Company plans adaptive Phase 2b/3 study
Following the Phase 2a results, Spinogenix met with the U.S. Food and Drug Administration (FDA) to discuss next steps in developing the therapy. The company and the agency aligned on the design of a planned Phase 2b/3 clinical trial that could serve as a registrational study — meaning its results may support a future application for regulatory approval if positive.
“We are thrilled to partner with the [principal investigators] working with Spinogenix to advance this BK channel opener in a larger registrational-directed study,” Tranfaglia said.
The Phase 2b/3 trial is designed to evaluate the safety, tolerability, and efficacy of SPG601. It is expected to enroll about 248 men with fragile X, ages 18-45. Participants must have a caregiver and be in generally good health with no significant medical conditions.
In its Phase 2b portion, participants will be randomly assigned to receive either one of several doses of SPG601 or a placebo, daily for four weeks. Researchers will evaluate changes in cognitive measures and brain-wave activity to help determine the most appropriate dose for later study stages.

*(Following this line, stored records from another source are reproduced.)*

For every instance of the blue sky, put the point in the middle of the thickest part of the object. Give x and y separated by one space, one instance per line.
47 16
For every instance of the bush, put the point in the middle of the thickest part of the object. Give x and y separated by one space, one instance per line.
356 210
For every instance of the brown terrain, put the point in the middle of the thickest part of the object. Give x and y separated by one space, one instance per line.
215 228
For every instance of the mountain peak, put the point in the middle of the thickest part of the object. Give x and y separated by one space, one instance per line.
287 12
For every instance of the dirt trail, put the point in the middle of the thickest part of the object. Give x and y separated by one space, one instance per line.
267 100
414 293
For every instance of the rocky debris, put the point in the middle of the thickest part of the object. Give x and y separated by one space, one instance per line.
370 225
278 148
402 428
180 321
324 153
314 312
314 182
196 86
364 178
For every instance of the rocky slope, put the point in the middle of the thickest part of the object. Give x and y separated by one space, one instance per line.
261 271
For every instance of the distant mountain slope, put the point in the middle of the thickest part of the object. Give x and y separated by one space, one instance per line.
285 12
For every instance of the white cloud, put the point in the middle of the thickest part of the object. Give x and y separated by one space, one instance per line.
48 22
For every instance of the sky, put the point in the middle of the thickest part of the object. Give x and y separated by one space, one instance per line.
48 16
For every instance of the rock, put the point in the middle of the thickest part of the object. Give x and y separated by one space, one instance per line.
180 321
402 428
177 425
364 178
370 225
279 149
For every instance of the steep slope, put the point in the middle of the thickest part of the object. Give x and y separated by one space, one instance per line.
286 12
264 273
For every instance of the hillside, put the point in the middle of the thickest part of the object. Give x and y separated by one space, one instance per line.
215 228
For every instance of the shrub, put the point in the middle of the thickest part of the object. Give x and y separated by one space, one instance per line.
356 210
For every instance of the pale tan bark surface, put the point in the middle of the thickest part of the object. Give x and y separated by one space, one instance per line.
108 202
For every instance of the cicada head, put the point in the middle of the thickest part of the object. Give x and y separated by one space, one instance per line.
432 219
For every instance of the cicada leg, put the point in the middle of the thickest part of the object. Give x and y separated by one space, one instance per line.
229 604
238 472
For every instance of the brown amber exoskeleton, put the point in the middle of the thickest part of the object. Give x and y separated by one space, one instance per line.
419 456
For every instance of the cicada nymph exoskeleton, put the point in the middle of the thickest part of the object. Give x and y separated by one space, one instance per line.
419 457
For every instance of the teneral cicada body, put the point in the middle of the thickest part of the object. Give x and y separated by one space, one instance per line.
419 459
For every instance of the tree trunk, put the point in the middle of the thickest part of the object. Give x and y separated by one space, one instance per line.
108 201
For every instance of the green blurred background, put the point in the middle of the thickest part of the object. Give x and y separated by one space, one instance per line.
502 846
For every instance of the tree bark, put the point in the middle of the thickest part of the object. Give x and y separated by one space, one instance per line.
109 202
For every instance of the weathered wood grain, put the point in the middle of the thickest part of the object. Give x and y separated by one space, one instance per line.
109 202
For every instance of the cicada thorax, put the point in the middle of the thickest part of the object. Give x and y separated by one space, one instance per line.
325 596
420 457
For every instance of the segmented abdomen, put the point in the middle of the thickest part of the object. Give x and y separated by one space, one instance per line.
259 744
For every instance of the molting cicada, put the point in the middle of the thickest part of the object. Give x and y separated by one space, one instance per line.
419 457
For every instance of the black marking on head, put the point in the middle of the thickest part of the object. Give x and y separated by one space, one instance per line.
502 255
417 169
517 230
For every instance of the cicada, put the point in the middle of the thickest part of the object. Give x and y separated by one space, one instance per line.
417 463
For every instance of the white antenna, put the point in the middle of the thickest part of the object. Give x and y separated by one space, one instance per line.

Study could transition into Phase 3
If results from the Phase 2b portion are positive, the trial may proceed to its Phase 3 stage. In that part of the study, participants would be randomly assigned to receive either the selected dose of SPG601 or a placebo for about 12 weeks.
Researchers would evaluate similar outcomes as in Phase 2b, while also assessing additional validated measures of cognitive function, behavioral symptoms, and overall clinical status.
“My hope is that we are able to improve the quality of life of the patient and change their trajectory in life and this next trial allows us to get one step closer to that vision,” Sarraf said.